Une grande partie du big business américain a appelé Donald Trump à respecter l’Accord de Paris, mercredi. Plus de 360 entreprises, dont le chimiste DuPont, le géant de l’agroalimentaire General Mills, ou des grandes marques comme Nike, Mars, Gap et Hewlett Packard se sont fendues d’une lettre au président élu dans laquelle ils estiment que renoncer à "mettre en place une économie bas-carbone mettra en danger la prospérité américaine".

"Nous voulons que l’économie américaine soit efficace sur le plan énergétique et basée sur une énergie bas-carbone", insistent-ils, tout en considérant que "agir maintenant créera des emplois et renforcera la compétitivité" des Etats-Unis.
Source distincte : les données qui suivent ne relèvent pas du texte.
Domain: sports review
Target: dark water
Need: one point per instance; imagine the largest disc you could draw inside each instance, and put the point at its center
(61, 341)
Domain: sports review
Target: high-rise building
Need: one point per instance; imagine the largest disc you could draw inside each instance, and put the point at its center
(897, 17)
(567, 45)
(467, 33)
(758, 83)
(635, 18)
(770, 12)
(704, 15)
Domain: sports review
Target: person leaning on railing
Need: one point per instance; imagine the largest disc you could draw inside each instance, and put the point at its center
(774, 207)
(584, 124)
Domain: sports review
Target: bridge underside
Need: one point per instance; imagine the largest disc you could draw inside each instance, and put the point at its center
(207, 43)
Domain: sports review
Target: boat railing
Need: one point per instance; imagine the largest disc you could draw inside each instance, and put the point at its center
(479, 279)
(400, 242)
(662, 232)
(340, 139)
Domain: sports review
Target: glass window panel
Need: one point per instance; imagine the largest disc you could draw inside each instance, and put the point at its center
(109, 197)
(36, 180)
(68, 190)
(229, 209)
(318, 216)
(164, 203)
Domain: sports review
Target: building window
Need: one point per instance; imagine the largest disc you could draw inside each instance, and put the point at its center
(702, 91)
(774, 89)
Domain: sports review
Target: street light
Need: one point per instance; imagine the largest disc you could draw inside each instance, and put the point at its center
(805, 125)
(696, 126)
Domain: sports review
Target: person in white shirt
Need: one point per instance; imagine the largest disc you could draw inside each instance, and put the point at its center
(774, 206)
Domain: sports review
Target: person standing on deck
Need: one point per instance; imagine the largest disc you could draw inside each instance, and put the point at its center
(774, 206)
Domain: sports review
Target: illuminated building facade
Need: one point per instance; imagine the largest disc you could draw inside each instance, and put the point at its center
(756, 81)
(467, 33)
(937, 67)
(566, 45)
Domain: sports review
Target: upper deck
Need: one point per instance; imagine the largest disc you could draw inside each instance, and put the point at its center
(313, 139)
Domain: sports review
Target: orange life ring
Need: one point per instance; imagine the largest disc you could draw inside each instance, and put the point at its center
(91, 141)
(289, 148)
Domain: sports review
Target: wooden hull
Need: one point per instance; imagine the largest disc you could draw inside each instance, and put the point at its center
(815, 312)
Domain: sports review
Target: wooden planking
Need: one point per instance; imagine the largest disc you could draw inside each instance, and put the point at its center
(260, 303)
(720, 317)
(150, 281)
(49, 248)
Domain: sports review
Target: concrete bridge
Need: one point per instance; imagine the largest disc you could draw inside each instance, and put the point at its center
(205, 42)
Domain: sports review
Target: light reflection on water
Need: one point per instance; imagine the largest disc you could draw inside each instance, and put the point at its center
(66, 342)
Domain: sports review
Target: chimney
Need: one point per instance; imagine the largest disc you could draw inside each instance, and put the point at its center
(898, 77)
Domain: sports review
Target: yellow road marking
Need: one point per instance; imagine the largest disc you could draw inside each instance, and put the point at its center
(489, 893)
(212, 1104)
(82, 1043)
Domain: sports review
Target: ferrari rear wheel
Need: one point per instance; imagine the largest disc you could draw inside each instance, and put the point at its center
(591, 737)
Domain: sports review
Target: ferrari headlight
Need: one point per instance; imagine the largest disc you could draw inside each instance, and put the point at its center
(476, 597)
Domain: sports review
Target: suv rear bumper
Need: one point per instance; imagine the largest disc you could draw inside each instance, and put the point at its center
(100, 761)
L’arrivée au pouvoir de Donald Trump, l’homme qui considère le réchauffement comme un canular et qui a juré de rompre l’Accord de Paris, crée une incertitude sans précédent sur l’avenir du processus de décarbonation de l’économie mondiale.

"Mon expérience de la vie politique m’a appris que certains problèmes apparaissent un peu différemment quand on est en campagne et quand on entre effectivement en fonction", a déclaré le secrétaire d’Etat américain John Kerry, à la tribune de Marrakech au cours d’un discours de près d’une heure en forme de testament climatique.

Trump s’est notamment prononcé pour la relance de l’exploitation du charbon aux États-Unis et considère que Washington n’a pas à financer des programmes internationaux de réduction des émissions. À Marrakech, la question du financement de l’adaptation aux changements climatiques dans les pays du sud, premières victimes des effets du réchauffement, est au cœur des discussions, alors que les pays développés se sont engagés à mobiliser 100 milliards de dollars par an d’ici 2020. "Le soutien des Etats-Unis est essentiel", a indiqué le négociateur chinois Liu Zhenmin, alors que la voix du premier pollueur mondial, dont l’alliance stratégique avec les Etats-Unis a permis l’Accord de Paris, est plus écoutée que jamais.